This is a guest post by Darin McBride who is a Software Developer in the IBM Canada Lab and the author of several Perl modules on CPAN. A father of three, he is currently trying to figure out how to use more 'sleep';. -- Gabor

After Gabor answered a user's question on how to calculate bank balances in CSV, I suggested that this was just screaming for DBD::CSV. Gabor invited me to put my fingers where my mouth was, so to speak, and explain in greater detail.

Why DBD::CSV?

Nearly every time someone has a question on CSV in Perl, the first thing in my mind is always the same thing: DBD::CSV. The reason for this is two-fold.
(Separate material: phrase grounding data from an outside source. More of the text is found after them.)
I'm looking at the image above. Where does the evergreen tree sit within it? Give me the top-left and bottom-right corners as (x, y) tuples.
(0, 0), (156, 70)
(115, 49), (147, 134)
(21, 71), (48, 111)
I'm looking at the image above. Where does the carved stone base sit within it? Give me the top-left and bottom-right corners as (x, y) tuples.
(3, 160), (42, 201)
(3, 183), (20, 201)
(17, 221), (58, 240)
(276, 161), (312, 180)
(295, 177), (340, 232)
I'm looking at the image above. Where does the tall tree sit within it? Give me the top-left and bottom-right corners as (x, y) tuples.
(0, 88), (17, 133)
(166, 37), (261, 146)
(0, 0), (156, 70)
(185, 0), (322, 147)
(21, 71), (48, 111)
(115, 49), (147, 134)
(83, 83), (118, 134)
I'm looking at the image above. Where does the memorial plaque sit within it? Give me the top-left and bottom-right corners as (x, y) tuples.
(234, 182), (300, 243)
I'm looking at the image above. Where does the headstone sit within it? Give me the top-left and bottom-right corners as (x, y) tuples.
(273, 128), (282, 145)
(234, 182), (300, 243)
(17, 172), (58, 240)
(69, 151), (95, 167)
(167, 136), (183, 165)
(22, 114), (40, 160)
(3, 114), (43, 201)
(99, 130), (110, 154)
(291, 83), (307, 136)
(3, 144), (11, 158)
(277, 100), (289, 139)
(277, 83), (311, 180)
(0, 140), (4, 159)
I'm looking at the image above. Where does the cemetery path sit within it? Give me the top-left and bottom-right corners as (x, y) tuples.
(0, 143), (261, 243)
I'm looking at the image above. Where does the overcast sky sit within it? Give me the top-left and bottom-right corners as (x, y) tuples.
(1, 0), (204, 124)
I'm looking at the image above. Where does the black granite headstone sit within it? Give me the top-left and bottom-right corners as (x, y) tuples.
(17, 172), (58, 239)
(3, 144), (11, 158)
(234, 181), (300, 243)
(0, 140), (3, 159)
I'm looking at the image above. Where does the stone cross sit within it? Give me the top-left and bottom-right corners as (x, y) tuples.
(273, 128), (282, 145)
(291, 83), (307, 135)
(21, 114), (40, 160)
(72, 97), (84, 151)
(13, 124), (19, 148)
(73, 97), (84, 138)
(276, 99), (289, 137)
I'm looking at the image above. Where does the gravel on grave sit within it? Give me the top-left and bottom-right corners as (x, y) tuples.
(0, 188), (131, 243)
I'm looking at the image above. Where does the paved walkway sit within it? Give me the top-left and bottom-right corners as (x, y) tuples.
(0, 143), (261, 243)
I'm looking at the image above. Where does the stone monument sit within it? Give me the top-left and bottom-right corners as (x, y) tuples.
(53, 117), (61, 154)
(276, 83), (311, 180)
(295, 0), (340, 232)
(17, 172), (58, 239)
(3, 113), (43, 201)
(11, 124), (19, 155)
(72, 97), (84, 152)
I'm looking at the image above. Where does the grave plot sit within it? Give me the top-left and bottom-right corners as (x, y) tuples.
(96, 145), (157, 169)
First, when accessing CSV files through DBD::CSV, you're learning and/or using two skills that are portable to far more projects than naïve splits or even using Text::CSV_XS: DBI and SQL. This means that your skill set will grow in ways that are more useful to your career, but, more immediately, you will also have a larger set of people to whom you can ask for help. For example, nearly any Database Administrator (DBA) should be able to help you with SQL questions, but may not be able to help with perl questions.

The second reason for using DBD::CSV is that it gets you thinking about your data differently. Often, in my experience, simply treating the CSV as if it were a table in a relational database can be enough of a lightbulb moment to realize simpler solutions, even if the computer will spend far more time executing them.
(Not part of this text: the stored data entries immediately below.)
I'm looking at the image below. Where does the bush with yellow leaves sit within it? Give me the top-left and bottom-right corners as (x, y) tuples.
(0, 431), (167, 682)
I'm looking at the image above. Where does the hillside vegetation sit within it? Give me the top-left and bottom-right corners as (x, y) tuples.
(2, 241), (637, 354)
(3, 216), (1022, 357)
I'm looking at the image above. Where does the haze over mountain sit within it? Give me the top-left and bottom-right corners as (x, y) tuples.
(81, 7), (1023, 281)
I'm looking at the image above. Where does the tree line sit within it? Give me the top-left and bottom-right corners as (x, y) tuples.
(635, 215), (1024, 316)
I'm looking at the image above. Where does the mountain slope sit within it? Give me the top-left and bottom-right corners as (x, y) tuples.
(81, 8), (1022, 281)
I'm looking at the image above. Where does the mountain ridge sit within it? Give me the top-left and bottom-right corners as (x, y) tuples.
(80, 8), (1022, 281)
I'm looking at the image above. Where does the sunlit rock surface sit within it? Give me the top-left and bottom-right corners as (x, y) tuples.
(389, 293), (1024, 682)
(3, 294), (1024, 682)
And a bonus reason is that once you realize your data is, well, data, the natural transition to another database system (SQLite, DB2, Oracle, whatever is handy) becomes natural. And since you've already written your code with DBD::CSV, transitioning to DBD::DB2 or DBD::SQLite (the two I use the most, YMMV) becomes simpler.

The Approach

So, to start, we will begin with the original CSV:

TranID,Date,AcNo,Type,Amount,ChequeNo,DDNo,Bank,Branch
13520,01-01-2011,5131342,Dr,5000,,,,
13524,01-01-2011,5131342,Dr,1000,,416123,SB,Ashoknagar
13538,08-01-2011,5131342,Cr,1620,19101,,,
13548,17-01-2011,5131342,Cr,3500,19102,,,
13519,01-01-2011,5522341,Dr,2000,14514,,SBM,Hampankatte
13523,01-01-2011,5522341,Cr,500,19121,,,
13529,02-01-2011,5522341,Dr,5000,13211,,SB,Ashoknagar
13539,09-01-2011,5522341,Cr,500,19122,,,
13541,10-01-2011,5522341,Cr,2000,19123,,,

Nothing different here. I don't know what all of these fields are but the question was simple: How to Calculate and display total balance in each account using hash in perl. Without using parse function? Ok, not quite simple, so I'm going to also make a few adjustments. I feel Gabor answered this fairly precisely, as well as going on and answering a few related questions. So I'll go in another direction here: How to Calculate and display total balance in each account using hash in perl. Without using parse function?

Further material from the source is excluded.